N-Version Programming (NVP) NVP is based on the principle of design diversity, that is coding a software module by different teams of programmers, to have multiple versions. Diversity can also be introduced by employing different algorithms for obtaining the same solution or by choosing different programming languages. NVP can tolerate both hardware and software faults. Correlated faults are not tolerated by the NVP. In NVP, deciding the number of versions required to ensure acceptable levels of software reliability is an important design consideration.

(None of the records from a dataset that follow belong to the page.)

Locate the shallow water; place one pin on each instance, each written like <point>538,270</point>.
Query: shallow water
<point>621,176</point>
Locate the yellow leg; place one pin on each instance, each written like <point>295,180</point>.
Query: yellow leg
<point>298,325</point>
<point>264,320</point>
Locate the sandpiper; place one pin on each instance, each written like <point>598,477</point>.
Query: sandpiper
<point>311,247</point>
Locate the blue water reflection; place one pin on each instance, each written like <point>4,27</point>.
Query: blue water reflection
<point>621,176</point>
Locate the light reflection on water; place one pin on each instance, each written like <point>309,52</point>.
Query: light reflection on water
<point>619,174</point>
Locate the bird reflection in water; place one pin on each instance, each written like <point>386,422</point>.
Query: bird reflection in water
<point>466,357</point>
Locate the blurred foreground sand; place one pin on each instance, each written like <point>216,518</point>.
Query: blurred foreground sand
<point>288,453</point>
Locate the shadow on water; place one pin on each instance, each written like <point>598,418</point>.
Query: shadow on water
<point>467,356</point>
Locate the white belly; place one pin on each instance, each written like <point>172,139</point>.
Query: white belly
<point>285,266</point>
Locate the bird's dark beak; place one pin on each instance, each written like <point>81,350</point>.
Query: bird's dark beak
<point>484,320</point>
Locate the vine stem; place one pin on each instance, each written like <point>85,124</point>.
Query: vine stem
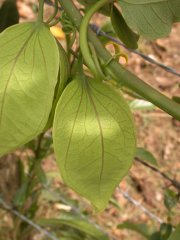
<point>83,35</point>
<point>40,11</point>
<point>118,72</point>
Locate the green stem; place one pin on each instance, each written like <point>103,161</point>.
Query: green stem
<point>54,13</point>
<point>41,11</point>
<point>83,35</point>
<point>118,72</point>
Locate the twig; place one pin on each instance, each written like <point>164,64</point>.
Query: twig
<point>174,183</point>
<point>140,206</point>
<point>171,70</point>
<point>7,207</point>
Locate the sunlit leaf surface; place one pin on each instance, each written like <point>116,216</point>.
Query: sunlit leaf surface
<point>94,139</point>
<point>29,64</point>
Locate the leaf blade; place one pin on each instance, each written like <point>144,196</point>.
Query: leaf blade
<point>29,66</point>
<point>93,136</point>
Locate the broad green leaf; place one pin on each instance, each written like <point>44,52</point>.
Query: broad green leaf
<point>8,14</point>
<point>151,18</point>
<point>75,222</point>
<point>125,34</point>
<point>140,104</point>
<point>94,139</point>
<point>176,234</point>
<point>139,228</point>
<point>146,156</point>
<point>29,65</point>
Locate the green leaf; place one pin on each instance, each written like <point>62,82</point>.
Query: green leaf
<point>29,63</point>
<point>146,156</point>
<point>94,139</point>
<point>8,14</point>
<point>140,104</point>
<point>139,228</point>
<point>125,34</point>
<point>176,234</point>
<point>151,18</point>
<point>75,222</point>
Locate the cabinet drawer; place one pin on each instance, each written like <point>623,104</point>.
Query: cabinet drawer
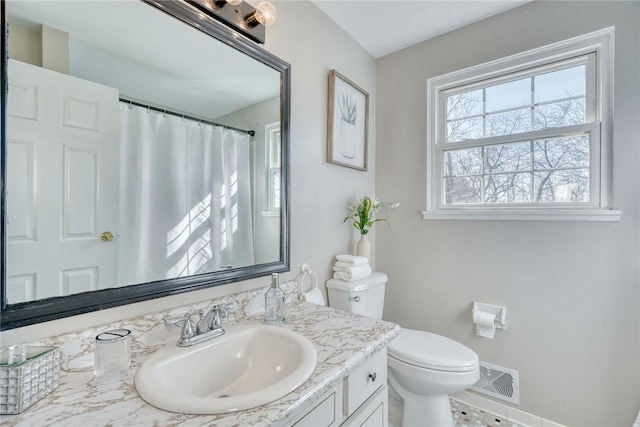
<point>365,380</point>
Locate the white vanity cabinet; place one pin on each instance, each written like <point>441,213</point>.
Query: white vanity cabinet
<point>361,399</point>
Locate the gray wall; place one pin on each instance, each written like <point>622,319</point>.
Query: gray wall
<point>571,288</point>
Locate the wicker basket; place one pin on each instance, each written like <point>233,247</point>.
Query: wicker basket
<point>24,382</point>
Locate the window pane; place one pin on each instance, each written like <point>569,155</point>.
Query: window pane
<point>508,95</point>
<point>463,162</point>
<point>563,152</point>
<point>513,157</point>
<point>508,188</point>
<point>464,104</point>
<point>463,190</point>
<point>509,122</point>
<point>563,113</point>
<point>560,84</point>
<point>459,130</point>
<point>562,186</point>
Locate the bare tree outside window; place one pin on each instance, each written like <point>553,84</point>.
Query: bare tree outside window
<point>543,170</point>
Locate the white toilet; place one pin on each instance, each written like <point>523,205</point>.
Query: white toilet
<point>423,368</point>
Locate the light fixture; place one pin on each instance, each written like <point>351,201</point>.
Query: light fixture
<point>265,14</point>
<point>240,15</point>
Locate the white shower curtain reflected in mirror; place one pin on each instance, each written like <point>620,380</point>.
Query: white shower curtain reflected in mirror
<point>185,200</point>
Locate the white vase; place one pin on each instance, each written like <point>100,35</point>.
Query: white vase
<point>363,247</point>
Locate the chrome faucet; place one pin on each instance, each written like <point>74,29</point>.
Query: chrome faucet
<point>208,326</point>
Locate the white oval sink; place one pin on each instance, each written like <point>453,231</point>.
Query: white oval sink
<point>248,366</point>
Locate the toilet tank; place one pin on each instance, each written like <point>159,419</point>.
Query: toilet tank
<point>365,296</point>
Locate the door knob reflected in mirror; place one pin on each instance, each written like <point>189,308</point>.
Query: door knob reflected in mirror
<point>107,236</point>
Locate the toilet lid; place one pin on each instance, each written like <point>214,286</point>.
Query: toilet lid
<point>432,351</point>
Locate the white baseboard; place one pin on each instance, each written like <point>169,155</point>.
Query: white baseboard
<point>503,411</point>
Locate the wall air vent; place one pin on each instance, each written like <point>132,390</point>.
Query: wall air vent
<point>498,382</point>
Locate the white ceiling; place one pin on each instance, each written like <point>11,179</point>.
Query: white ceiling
<point>385,26</point>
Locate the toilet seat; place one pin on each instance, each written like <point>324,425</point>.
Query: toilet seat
<point>432,351</point>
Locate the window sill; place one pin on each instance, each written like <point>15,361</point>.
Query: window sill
<point>526,214</point>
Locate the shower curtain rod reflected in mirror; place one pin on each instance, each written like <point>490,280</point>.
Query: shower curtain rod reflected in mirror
<point>186,116</point>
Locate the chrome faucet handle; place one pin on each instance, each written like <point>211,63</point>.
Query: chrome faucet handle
<point>219,313</point>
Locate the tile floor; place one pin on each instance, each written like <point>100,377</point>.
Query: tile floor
<point>463,416</point>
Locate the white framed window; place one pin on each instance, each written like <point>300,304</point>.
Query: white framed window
<point>524,137</point>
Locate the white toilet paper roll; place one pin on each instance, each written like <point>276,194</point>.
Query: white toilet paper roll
<point>485,323</point>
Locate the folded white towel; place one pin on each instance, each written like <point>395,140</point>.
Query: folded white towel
<point>345,265</point>
<point>314,296</point>
<point>352,260</point>
<point>351,274</point>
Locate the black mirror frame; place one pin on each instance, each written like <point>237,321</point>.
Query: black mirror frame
<point>28,313</point>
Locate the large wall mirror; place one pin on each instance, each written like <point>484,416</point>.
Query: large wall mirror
<point>144,153</point>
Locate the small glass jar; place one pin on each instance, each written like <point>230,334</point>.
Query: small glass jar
<point>112,356</point>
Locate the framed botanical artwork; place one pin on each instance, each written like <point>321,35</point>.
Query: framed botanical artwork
<point>347,123</point>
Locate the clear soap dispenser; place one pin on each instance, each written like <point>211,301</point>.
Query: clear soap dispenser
<point>274,303</point>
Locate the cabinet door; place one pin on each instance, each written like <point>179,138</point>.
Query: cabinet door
<point>327,412</point>
<point>373,413</point>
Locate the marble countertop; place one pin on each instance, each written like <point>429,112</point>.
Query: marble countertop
<point>343,341</point>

N-Version Programming (Cont’d)

Recovery Blocks (RB) RB uses multiple alternates (backups) to perform the same function; one module (task) is primary and the others are secondary. The primary task executes first. When the primary task completes execution, its outcome is checked by an acceptance test. If the output is not acceptable, a secondary task executes after undoing the effects of primary (i.e., rolling back to the state at which primary was invoked) until either an acceptable output is obtained or the alternates are exhausted.

Recovery Blocks (Cont’d)

Recovery Blocks (Cont’d) The acceptance tests are usually sanity checks; these consist of making sure that the output is within a certain acceptable range or that the output does not change at more than the allowed maximum rate. Selecting the range for acceptance test is crucial. If the allowed ranges are too small, the acceptance tests may label correct outputs as bad. If they are too large, the probability that incorrect outputs will be accepted is more. RB can tolerate software faults because the alternates are usually implemented with different approaches; RB is also known as Primary-Backup approach.